Blending Model A with a poor model, such as Model B, won’t necessarily improve the accuracy of modeled losses
The fundamental starting point to model selection, including answering the question of whether to blend or not, is model validation: models must clear several hurdles before meriting consideration.
- The first hurdle is that the model must be appropriate for the book of business, and for the company’s resources and materiality of risk. This initial validation is done to determine each model’s appropriateness for the business, and is a process that should preferably be owned by in-house experts. If outsourced to third parties, companies must still demonstrate active ownership and understanding of the process.
- The second hurdle involves validating against claims data and assessing how well the model can represent each line of business. Some models may require adjustments (to the model, or model output as a proxy) to, for example, match claims experience for a specific line, or reflect validated alternative research or scientific expertise.
- Finally, the expert user might then look at how much data was used to build the models, and the methodology and expertise used in the development of the model, in order to discern which might provide the most appropriate view of risk for that company to use.
Among the three major modeling companies’ models, it would not be surprising if some validate better than others.

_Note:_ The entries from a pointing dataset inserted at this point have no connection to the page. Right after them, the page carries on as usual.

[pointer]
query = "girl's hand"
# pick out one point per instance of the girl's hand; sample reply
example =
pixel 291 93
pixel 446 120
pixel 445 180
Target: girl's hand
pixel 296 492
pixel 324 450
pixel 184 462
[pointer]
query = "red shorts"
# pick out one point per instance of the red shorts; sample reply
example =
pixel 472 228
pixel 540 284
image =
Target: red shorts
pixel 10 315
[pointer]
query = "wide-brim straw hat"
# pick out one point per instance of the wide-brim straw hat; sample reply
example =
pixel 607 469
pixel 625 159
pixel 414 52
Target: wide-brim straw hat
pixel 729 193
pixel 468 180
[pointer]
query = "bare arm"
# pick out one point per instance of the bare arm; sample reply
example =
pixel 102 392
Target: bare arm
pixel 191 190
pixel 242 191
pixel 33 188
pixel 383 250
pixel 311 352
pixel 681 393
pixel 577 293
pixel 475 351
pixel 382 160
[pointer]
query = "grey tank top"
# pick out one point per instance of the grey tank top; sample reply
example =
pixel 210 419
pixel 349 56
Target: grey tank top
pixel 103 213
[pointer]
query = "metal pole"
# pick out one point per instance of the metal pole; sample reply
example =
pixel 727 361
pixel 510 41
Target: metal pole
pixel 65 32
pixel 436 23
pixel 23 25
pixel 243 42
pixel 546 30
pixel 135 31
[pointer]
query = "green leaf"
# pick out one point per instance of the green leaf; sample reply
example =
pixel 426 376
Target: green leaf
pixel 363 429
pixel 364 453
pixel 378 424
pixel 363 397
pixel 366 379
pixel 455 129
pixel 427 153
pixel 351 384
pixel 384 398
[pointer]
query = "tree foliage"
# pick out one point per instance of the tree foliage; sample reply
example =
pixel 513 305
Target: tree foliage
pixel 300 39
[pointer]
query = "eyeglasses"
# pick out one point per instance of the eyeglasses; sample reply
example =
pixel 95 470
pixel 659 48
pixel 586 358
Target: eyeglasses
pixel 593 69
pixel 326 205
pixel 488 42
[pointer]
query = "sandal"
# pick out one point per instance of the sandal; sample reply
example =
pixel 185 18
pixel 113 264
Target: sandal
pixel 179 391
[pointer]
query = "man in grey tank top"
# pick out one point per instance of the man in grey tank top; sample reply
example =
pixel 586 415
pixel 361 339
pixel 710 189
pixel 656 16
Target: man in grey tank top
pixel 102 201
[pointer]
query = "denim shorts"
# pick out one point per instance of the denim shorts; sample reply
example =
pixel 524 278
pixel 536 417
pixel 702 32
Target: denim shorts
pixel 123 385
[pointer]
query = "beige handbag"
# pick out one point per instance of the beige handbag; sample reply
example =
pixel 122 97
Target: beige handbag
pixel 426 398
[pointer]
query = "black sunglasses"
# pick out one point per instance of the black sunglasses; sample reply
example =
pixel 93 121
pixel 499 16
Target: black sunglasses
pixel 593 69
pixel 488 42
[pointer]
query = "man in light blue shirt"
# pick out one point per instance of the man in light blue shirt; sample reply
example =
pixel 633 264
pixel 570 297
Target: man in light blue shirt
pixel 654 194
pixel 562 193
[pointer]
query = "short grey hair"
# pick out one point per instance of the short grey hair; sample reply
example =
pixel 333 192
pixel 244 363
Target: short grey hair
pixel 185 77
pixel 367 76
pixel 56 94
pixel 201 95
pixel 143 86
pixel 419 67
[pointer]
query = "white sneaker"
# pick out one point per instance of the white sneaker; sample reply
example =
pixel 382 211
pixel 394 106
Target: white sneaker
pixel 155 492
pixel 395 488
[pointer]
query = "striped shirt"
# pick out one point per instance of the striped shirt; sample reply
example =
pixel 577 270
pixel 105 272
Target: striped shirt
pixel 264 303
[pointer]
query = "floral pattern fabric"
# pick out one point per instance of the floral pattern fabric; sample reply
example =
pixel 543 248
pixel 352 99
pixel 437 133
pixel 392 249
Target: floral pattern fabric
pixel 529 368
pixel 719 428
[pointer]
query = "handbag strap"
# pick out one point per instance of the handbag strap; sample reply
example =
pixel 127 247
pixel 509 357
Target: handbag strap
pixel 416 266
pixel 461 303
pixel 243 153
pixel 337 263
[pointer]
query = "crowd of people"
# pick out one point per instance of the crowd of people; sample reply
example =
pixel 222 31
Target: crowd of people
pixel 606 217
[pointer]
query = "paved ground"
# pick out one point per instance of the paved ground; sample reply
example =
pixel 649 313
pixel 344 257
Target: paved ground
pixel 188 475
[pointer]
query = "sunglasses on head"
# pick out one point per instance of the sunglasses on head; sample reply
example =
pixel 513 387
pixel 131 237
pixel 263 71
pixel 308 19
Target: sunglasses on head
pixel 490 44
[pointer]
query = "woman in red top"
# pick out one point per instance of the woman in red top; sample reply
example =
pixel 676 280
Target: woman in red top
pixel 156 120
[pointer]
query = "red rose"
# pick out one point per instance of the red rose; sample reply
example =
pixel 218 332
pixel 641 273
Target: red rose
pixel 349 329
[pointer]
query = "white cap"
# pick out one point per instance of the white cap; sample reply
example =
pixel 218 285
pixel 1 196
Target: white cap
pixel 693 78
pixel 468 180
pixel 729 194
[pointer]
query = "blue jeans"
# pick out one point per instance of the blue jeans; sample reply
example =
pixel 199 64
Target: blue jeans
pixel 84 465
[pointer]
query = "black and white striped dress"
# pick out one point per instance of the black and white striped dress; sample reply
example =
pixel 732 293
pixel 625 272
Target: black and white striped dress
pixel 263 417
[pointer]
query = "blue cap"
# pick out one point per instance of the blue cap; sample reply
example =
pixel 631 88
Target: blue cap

After nearly 25 years of probabilistic catastrophe modeling, it remains the case that all models are not equal; very different results and output can arise from differences in:
- Historical data records (different lengths, different sources)
- Input data, for example the resolution of land use-land cover data, or elevation data
- Amounts and resolution of claims data for calibration
- Assumptions and modeling methodologies
- The use of proprietary research to address unique catastrophe modeling issues and parameters
For themselves and their regulator or rating agency, risk carriers must ensure that the individuals conducting this validation and selection work have the sufficient qualifications, knowledge, and expertise. Increasing scientific knowledge and expertise within the insurance industry is part of the solution, and reflects the industry’s increasing sophistication and resilience toward managing unexpected events—for example, in the face of record losses in 2011, a large proportion of which was outside the realm of catastrophe models.
There is no one-size-fits all “best” solution. But there is a best practice. Before blending models, companies must take a scientifically driven approach to assessing the available models’ validity and appropriateness for use, before deciding if blending could be right for them.